Du même Pascal, voir aussi l’art de l’omelette au lard’, paru le 23 août dans la rubrique ‘riz,pâtes, œufs’ des recettes regroupées dans ‘Delicatessen’ :

Il est 23h32 sur mon ordi. La clope au bec et le verre de whisky à portée de main,  je pense à toi, Pascal.

Il y a quelques années de cela, notre ami Pascal Durand nous a quitté : il y en a eu d’autres avant, il y en a eu d’autres après. Pascal était avant tout un poète, un drôle d’Anar et un écrivain. C’est une personne qui compte dans la vie d’un homme, car ce trublion, amoureux des mots, de l’écriture, des femmes et du vin, nous émerveillait toujours par sa lucidité d’esprit et sa capacité à inventer des histoires sorties de nulle part avec une facilité déconcertante. En le lisant, je repense parfois à Raymond Queneau, à Lewis Carroll, à Pierre Desproges… + d’autres…

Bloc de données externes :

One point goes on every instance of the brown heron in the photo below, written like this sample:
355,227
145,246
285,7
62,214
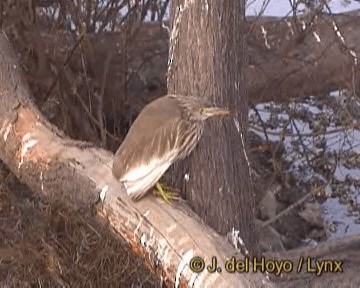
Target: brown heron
166,130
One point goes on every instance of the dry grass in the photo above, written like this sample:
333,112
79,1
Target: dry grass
50,246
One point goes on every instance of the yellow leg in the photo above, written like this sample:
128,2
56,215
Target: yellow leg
166,192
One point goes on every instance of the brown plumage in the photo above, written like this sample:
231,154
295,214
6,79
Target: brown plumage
166,130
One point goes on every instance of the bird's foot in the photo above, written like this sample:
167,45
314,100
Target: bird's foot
166,192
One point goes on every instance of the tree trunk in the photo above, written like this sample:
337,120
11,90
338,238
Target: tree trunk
206,59
62,170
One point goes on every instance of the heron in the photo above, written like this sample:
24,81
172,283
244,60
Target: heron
165,131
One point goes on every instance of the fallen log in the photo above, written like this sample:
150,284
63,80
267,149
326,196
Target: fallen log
167,236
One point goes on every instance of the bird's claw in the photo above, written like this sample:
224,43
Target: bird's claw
166,192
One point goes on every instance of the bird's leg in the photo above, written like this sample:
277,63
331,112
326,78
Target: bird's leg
166,192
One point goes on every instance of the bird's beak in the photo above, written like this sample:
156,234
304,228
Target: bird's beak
215,111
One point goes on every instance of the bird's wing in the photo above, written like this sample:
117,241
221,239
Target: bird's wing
141,170
139,155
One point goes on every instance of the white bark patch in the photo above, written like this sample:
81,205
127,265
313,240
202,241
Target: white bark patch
237,124
41,180
174,35
185,260
317,37
171,228
187,177
137,229
26,144
338,33
245,153
103,193
303,25
143,240
290,27
264,33
236,240
5,129
353,54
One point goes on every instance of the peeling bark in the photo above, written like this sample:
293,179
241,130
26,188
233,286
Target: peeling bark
167,236
288,58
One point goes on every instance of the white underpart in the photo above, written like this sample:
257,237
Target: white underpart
141,178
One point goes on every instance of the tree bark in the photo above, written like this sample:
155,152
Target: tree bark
285,60
206,57
62,170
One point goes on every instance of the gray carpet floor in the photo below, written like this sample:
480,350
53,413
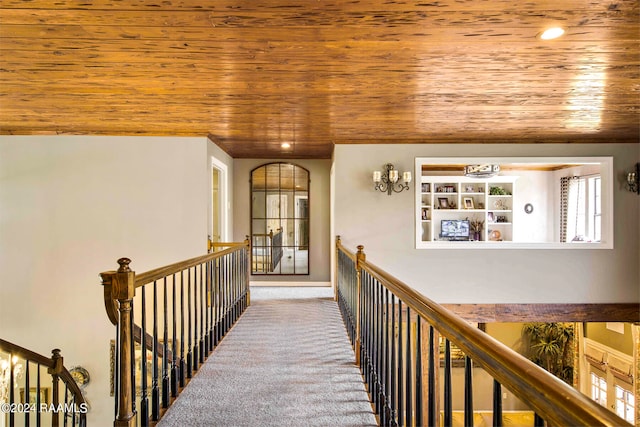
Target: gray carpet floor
286,362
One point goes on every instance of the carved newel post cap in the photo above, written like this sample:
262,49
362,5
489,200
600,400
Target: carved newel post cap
124,265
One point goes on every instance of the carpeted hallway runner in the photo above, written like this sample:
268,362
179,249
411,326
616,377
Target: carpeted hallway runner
286,362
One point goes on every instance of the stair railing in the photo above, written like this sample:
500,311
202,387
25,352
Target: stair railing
193,304
396,331
42,400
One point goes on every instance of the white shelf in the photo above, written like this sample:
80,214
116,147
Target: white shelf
428,232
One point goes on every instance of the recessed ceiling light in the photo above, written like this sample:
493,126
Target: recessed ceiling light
551,33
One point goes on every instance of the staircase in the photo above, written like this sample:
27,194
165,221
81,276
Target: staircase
287,361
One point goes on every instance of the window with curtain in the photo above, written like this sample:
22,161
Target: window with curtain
580,209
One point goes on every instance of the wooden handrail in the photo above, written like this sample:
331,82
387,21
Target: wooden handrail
212,290
158,273
555,400
55,368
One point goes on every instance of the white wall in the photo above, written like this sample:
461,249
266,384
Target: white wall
319,239
385,226
69,208
219,157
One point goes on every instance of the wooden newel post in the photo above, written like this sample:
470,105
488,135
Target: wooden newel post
55,372
123,290
336,275
247,242
360,258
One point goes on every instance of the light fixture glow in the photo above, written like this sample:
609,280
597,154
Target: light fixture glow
389,181
481,171
551,33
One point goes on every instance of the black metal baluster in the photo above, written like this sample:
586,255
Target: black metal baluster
497,404
408,374
400,367
144,400
371,338
418,380
387,382
204,348
27,394
432,377
165,349
448,407
132,340
38,402
196,343
116,380
155,392
210,304
181,369
468,391
364,337
379,351
64,410
12,386
372,342
218,300
226,293
392,368
189,343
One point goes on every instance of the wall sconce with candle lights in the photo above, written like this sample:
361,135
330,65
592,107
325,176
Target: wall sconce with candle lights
633,179
389,180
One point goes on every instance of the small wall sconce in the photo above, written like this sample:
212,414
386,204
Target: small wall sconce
389,180
633,180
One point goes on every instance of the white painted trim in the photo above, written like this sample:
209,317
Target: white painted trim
224,199
606,174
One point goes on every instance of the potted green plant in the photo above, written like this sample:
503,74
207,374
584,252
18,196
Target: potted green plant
550,345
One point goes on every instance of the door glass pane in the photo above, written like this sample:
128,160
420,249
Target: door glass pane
280,219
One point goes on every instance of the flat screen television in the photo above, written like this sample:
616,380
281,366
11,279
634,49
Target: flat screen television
455,229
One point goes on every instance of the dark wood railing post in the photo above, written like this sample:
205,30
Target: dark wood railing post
121,284
55,370
336,272
247,242
360,258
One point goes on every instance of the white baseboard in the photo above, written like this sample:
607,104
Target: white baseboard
293,284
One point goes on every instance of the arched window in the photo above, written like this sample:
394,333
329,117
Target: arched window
280,219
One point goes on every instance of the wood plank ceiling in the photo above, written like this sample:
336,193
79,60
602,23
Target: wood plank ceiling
313,73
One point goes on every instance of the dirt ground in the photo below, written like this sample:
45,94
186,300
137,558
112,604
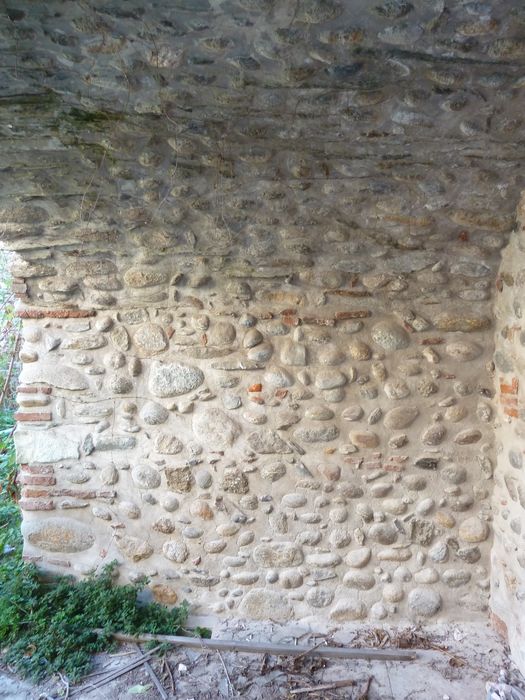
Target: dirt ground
453,663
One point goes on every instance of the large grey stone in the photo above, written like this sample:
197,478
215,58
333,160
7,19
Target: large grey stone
45,445
215,429
150,339
173,379
153,413
277,555
424,601
58,535
401,417
390,336
263,604
268,442
57,375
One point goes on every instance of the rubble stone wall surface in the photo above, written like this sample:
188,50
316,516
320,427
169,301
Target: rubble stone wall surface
258,245
508,560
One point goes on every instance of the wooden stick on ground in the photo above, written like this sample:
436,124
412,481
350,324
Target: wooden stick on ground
344,683
151,673
115,674
269,648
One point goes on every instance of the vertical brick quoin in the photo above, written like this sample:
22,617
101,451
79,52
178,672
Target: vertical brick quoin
509,397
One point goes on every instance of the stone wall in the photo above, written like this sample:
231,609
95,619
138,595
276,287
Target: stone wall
253,449
508,561
257,250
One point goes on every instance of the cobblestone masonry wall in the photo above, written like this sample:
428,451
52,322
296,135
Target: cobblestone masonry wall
258,244
508,560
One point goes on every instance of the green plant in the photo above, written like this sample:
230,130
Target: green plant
50,626
10,538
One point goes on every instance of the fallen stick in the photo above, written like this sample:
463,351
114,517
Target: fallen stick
151,673
114,674
268,648
327,686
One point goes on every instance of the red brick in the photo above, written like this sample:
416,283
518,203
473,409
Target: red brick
36,504
83,494
55,313
38,468
392,467
59,562
499,626
511,388
318,321
36,480
344,315
34,390
348,292
432,341
290,320
34,493
22,417
509,401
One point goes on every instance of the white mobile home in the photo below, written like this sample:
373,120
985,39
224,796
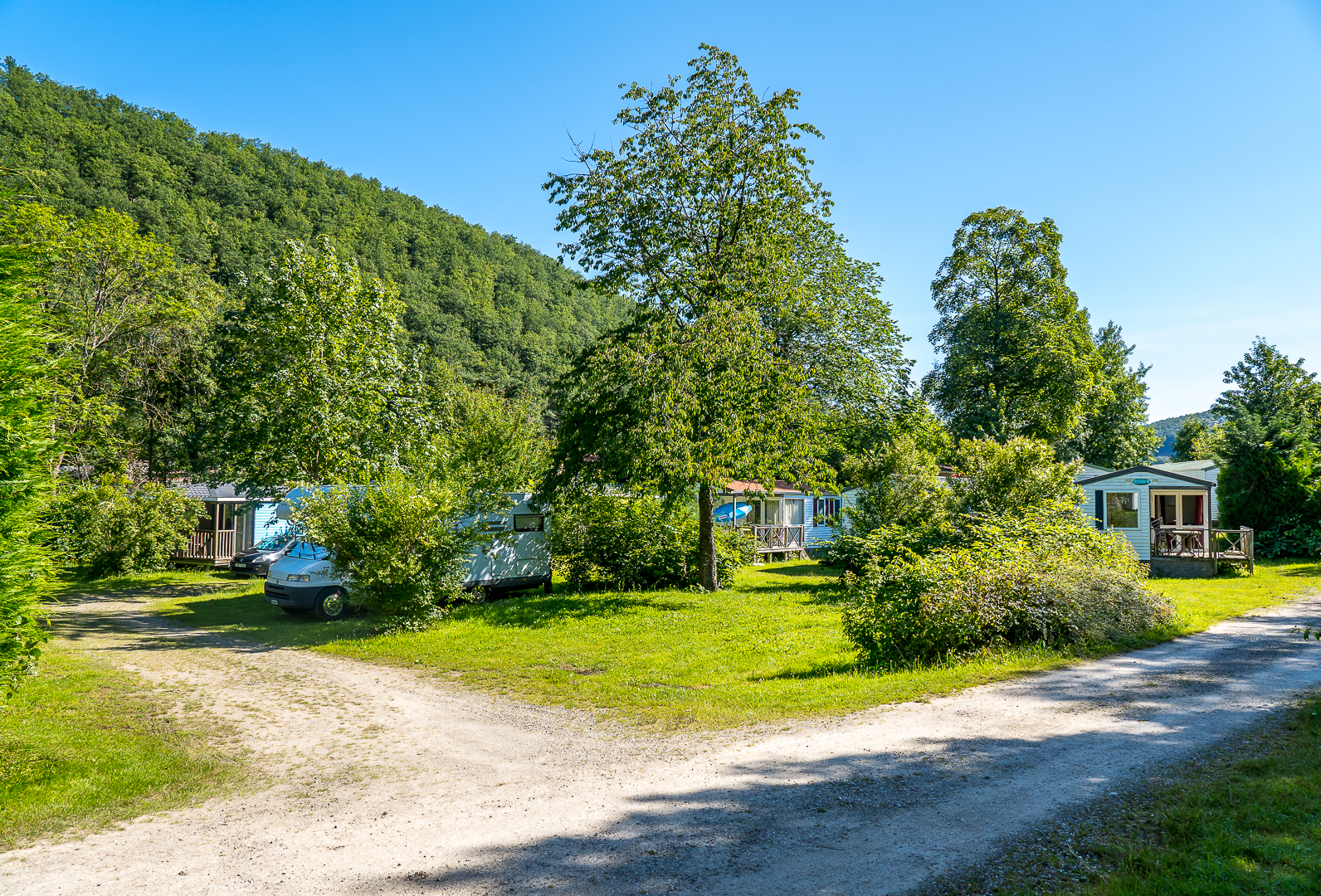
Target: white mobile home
1167,516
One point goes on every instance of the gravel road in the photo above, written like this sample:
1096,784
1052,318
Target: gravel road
392,782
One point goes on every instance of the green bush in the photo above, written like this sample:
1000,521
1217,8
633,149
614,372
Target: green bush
1048,577
397,545
115,528
636,542
1292,537
27,452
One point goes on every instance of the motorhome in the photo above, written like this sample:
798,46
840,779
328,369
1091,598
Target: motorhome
518,558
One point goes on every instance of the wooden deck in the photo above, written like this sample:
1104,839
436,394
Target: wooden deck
205,548
781,539
1220,545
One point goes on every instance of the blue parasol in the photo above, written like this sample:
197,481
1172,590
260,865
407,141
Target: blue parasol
727,512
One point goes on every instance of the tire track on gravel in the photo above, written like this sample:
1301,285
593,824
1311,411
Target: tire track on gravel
392,782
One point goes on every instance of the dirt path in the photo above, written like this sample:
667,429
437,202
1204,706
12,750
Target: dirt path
394,782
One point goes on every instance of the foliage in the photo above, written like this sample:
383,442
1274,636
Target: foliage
899,486
1046,577
1113,431
1167,428
854,552
636,542
1270,441
403,542
312,374
502,314
122,316
1292,535
707,216
1013,476
114,526
1197,439
1016,352
27,452
397,543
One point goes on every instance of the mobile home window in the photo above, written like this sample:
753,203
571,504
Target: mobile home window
529,523
1122,509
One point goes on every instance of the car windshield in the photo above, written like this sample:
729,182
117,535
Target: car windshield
272,543
308,552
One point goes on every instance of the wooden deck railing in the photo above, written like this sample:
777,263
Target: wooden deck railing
1229,545
207,546
780,538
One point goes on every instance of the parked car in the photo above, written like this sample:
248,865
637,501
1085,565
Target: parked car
304,579
256,561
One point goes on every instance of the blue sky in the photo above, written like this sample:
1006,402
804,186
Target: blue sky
1175,144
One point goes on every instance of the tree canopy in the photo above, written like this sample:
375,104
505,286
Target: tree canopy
502,314
756,320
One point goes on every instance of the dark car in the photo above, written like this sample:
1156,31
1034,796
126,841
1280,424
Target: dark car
256,561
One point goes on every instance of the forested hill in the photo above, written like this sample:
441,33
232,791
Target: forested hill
498,309
1167,428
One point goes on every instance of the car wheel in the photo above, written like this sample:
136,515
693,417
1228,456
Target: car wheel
332,606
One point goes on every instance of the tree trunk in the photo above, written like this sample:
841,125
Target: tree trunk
709,572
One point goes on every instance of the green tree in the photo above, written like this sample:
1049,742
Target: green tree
1016,356
899,486
504,314
1012,477
707,217
1270,439
663,407
312,374
1197,441
118,307
1113,430
113,526
27,452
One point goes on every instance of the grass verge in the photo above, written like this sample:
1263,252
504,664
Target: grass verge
84,746
769,648
1241,818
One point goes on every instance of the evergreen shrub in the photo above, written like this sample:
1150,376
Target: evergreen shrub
1048,577
636,542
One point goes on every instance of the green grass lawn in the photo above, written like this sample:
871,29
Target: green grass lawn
84,746
769,648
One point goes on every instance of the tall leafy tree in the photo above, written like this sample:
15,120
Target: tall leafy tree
1269,447
27,452
1113,430
310,373
1016,354
709,218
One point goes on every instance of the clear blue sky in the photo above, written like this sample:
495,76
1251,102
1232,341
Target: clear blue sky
1176,144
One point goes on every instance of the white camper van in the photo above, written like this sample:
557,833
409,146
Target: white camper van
304,579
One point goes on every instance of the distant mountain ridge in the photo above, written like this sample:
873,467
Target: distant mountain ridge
504,314
1168,427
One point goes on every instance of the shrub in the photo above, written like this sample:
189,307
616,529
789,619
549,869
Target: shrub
397,545
636,542
1010,477
1048,577
27,452
854,553
115,528
1294,537
899,486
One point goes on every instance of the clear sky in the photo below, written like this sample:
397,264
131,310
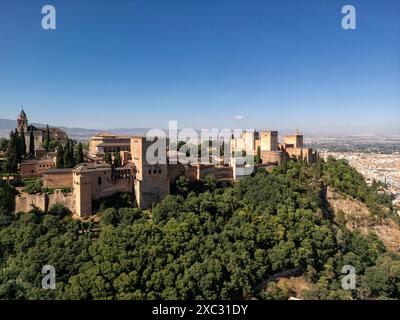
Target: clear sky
205,63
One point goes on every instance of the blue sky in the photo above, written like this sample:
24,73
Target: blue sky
139,63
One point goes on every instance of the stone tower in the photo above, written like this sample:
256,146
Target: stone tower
22,121
152,180
82,190
269,140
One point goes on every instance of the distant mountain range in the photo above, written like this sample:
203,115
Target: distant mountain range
82,134
6,125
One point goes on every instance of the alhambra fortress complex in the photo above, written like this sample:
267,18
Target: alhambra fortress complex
76,188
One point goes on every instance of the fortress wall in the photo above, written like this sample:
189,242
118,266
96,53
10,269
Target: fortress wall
24,202
58,179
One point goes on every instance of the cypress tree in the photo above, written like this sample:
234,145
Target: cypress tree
31,143
18,146
60,157
107,158
72,158
46,143
11,164
117,160
79,154
23,143
67,155
258,156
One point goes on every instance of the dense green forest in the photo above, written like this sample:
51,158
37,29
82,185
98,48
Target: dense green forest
204,241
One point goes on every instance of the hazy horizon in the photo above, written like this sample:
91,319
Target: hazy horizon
206,64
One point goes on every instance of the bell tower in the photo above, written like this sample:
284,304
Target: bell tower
22,121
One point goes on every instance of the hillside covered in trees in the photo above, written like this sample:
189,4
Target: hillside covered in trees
205,242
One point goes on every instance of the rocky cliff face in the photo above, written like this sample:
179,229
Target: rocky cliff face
358,217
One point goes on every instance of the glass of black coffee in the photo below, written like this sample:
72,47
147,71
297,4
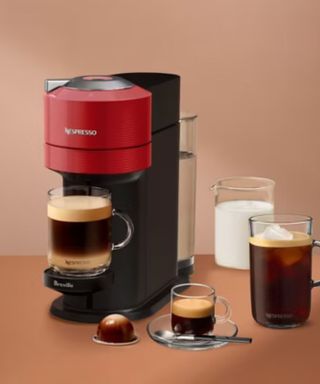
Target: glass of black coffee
280,269
193,309
79,220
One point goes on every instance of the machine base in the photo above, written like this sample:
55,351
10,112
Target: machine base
62,311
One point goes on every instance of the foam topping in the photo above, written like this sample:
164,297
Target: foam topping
193,308
79,208
277,237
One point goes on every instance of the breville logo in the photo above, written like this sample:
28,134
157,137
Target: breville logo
62,285
80,132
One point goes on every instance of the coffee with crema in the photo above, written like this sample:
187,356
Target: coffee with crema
79,234
192,316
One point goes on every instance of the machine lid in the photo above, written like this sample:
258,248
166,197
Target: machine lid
90,83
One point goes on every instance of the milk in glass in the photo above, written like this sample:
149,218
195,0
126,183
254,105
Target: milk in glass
232,230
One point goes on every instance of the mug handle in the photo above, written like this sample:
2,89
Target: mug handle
220,319
315,283
130,230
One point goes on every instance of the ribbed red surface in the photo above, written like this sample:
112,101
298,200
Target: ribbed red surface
98,161
98,131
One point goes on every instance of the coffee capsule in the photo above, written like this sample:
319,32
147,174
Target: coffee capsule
115,329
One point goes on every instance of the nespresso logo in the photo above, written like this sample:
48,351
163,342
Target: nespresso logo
80,132
62,285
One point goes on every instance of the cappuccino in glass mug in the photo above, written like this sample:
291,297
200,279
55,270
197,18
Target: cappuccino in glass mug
80,230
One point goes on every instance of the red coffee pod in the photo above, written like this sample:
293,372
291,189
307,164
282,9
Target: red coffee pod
114,329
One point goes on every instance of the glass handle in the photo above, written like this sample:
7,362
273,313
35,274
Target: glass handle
226,316
130,229
315,283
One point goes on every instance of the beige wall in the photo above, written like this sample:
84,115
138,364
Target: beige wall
250,69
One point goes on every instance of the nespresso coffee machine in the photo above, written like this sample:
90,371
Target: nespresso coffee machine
120,132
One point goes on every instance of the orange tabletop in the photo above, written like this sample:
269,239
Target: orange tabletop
38,348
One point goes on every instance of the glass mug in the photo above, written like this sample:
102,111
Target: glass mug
236,199
280,274
79,220
193,311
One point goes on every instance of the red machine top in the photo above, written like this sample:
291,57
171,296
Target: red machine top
97,125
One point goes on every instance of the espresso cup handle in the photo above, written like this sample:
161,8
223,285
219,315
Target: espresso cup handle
227,315
130,229
315,283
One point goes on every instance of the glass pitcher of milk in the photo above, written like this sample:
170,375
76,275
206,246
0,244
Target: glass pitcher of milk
236,200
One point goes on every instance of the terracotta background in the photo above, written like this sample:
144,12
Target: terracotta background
249,68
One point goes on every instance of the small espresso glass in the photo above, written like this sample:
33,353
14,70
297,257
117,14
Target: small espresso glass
280,269
79,219
193,309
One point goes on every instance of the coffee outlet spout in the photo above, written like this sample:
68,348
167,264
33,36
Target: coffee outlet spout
121,133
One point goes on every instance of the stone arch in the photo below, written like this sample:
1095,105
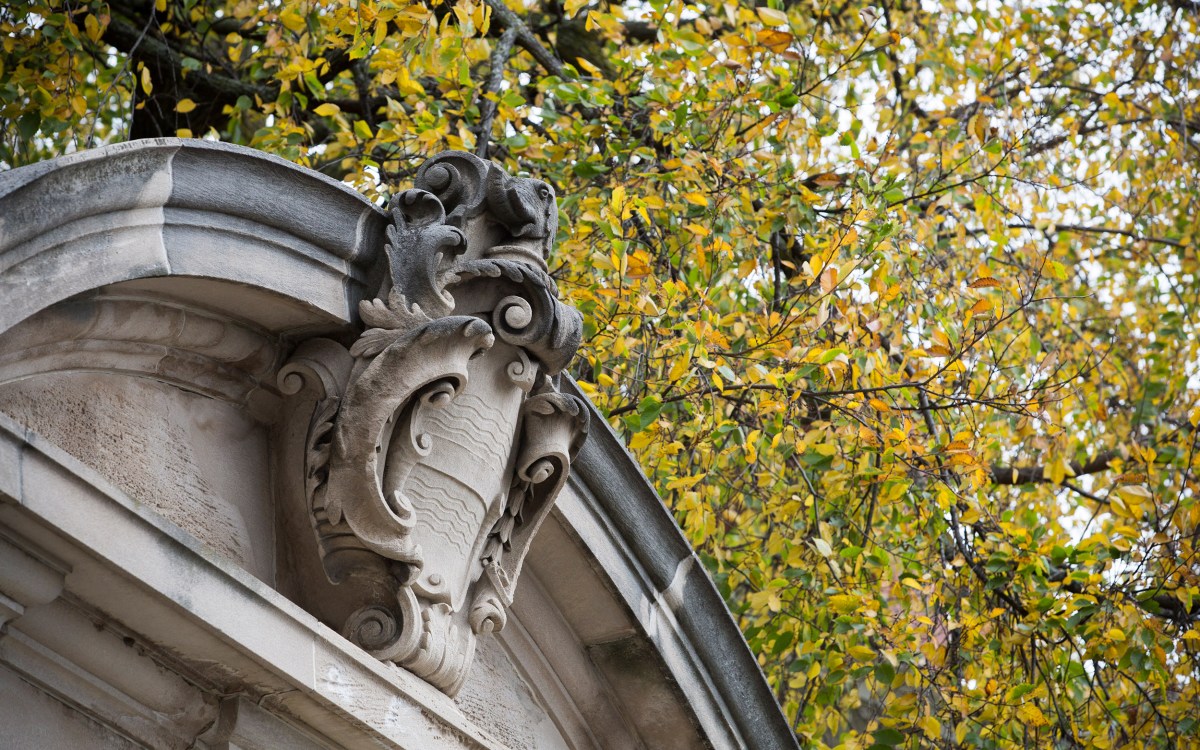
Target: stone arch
183,208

Nous écumions fréquemment les bistrots, éventrant les sous bocks de bière afin d’avoir une surface sur laquelle noter une idée dont on avait peur qu’elle s’évade, la nuit avancée.

Je ne cherche pas à rendre à Pascal Durand un hommage nostalgique et larmoyant, mais ce que l’on peut dire est qu’il avait la pertinence d’un philosophe et l’impertinence d’un gamin. Salut, mon pote. Il est 00h02 sur mon ordi. Jean-Phi.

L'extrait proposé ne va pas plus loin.